Nell’amore c’è sempre la perdita momentanea dell’io?
Certo. È una specie di ubriacatura ed è bellissima. E chi ce l’ha se la mantenga.
Il pié nell’amorosa pania lei deve avercelo messo spesso…
Beh, sì, mi ci sono trovato molte volte. Un libro del genere non si può scrivere se non si passa attraverso una elaborazione personale di questa esperienza.
Si può amare più volte a forti tinte con la sensazione ogni volta di non aver mai provato nulla di simile?
Sì, perché si cresce e allora se il mio cervello cresce io sono un po’ diverso e posso dar vita a qualcosa di diverso. Mentre è difficile pensare a un fenomeno del genere se io rimango sempre lo stesso. Cioè la mia esperienza che cresce su se stessa mi apre delle dimensioni che magari un anno fa non avevo e allora la nuova dimensione che io apro si poggia su una piattaforma maggiore e come tale capace di vivere a forti tinte la nuova esperienza che non è una ripetizione, è qualcosa di nuovo.
L’idea che ci facciamo d’ogni cosa, è cagione che tutto ci deluda. Sono versi di Cardarelli. Anche della persona che amiamo ci facciamo spesso un’idea che non corrisponde al vero…
Ed è necessario che sia così. È un’illusione che però ci permette di andare avanti.
È vero che amor che a nullo amato amar perdona?
Questo io non l’ho mai capito bene. Che cosa voleva dire il poeta? Che se c’è una grossa intensità da parte di uno anche l’altro cade? Io non ho mai visto un caso del genere, non è una cosa comune. Io vedo una bella ragazza e… Chissà, forse voleva dire un’altra cosa. Per quanto il testo è inequivocabile. Questo non mi ha mai convinto!
Lei riporta versi di grandi poeti nel suo libro…
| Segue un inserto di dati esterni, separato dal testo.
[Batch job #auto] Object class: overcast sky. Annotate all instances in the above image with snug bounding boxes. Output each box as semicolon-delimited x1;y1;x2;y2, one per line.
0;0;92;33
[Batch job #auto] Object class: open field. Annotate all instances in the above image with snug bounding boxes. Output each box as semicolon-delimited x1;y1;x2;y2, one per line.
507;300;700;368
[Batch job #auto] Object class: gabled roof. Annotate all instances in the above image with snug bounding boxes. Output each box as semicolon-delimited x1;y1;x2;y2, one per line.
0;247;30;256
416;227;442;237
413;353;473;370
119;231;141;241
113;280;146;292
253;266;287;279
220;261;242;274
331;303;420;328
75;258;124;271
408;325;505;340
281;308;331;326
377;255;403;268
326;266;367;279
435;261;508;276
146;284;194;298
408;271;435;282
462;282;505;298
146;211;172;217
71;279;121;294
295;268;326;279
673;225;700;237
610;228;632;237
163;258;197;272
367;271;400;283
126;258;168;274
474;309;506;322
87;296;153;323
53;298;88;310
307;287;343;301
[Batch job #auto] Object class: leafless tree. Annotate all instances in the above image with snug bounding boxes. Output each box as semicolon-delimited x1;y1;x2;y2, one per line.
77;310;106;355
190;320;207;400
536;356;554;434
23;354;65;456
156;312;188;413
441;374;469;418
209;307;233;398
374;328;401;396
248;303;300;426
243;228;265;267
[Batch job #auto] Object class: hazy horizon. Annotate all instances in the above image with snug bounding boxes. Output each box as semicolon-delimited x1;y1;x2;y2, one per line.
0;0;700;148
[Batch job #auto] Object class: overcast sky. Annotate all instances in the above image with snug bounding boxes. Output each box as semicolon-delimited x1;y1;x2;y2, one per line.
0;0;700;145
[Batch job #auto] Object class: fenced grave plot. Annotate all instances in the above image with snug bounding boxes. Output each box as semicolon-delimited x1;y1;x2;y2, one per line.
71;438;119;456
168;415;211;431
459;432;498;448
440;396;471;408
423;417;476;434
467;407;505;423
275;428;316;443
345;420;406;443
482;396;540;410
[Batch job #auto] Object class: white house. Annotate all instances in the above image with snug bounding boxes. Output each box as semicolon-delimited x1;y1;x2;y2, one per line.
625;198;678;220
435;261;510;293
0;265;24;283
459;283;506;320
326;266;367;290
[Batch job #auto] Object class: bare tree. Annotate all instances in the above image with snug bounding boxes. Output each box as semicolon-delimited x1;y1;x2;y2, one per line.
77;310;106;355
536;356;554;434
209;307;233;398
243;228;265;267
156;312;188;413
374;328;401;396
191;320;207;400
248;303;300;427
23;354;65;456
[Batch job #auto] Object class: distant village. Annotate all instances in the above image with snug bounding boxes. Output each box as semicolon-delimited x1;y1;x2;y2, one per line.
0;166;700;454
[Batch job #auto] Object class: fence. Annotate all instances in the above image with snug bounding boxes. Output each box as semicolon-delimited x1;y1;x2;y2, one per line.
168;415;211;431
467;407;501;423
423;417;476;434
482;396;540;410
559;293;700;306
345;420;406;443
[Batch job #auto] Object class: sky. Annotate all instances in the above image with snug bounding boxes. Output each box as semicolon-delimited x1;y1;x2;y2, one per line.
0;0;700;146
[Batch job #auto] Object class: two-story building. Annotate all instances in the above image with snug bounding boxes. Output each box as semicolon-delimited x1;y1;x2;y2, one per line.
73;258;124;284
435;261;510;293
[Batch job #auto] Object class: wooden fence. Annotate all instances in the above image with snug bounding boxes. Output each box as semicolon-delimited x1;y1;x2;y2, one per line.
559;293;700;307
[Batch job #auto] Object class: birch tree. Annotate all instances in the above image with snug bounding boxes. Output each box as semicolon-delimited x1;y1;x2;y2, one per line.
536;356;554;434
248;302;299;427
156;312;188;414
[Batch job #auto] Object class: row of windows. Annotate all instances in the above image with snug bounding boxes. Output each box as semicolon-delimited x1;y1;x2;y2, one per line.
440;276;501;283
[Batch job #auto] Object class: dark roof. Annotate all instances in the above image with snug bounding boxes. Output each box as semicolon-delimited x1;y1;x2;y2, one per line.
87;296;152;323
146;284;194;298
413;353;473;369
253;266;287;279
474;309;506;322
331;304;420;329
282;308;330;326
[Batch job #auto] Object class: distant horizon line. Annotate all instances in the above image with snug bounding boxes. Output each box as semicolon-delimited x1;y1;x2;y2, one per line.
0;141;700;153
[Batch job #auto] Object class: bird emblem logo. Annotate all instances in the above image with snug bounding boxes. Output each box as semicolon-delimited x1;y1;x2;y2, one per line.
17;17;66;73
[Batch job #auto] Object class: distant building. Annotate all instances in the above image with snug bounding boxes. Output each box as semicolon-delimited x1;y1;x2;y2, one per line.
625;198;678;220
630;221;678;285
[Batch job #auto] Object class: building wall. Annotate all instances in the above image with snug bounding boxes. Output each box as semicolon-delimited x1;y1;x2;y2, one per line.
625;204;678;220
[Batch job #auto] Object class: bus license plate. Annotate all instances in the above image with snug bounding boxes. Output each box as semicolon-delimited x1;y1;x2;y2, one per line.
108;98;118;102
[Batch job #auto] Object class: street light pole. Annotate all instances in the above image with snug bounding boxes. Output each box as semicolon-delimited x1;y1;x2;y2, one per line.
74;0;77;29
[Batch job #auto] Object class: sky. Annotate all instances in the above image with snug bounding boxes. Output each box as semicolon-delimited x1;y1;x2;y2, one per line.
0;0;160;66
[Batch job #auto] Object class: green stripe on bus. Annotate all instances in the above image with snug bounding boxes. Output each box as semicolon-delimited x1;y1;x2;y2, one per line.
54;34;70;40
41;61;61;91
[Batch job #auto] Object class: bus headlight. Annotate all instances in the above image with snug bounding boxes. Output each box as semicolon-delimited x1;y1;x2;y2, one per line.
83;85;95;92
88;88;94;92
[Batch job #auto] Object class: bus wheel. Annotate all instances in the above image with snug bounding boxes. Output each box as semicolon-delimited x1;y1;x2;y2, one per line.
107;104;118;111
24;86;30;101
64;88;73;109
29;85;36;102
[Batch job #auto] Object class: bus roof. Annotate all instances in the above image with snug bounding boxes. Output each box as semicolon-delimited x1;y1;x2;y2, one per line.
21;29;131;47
L’esperienza amorosa arriva a dei vertici per i quali il linguaggio comune non può mai esprimere quello che vuole e allora si serve del linguaggio metaforico. E gli unici che sanno fare questo sono i poeti. Ecco perché mi sono servito nei momenti cruciali di versi di grandi poeti.
Temere l’amore è temere la vita?
Certo. Significa non vivere. Non c’è nessuna giustificazione per rinunciare all’amore.
Intervista di Mariagiovanna Maioli Loperfido.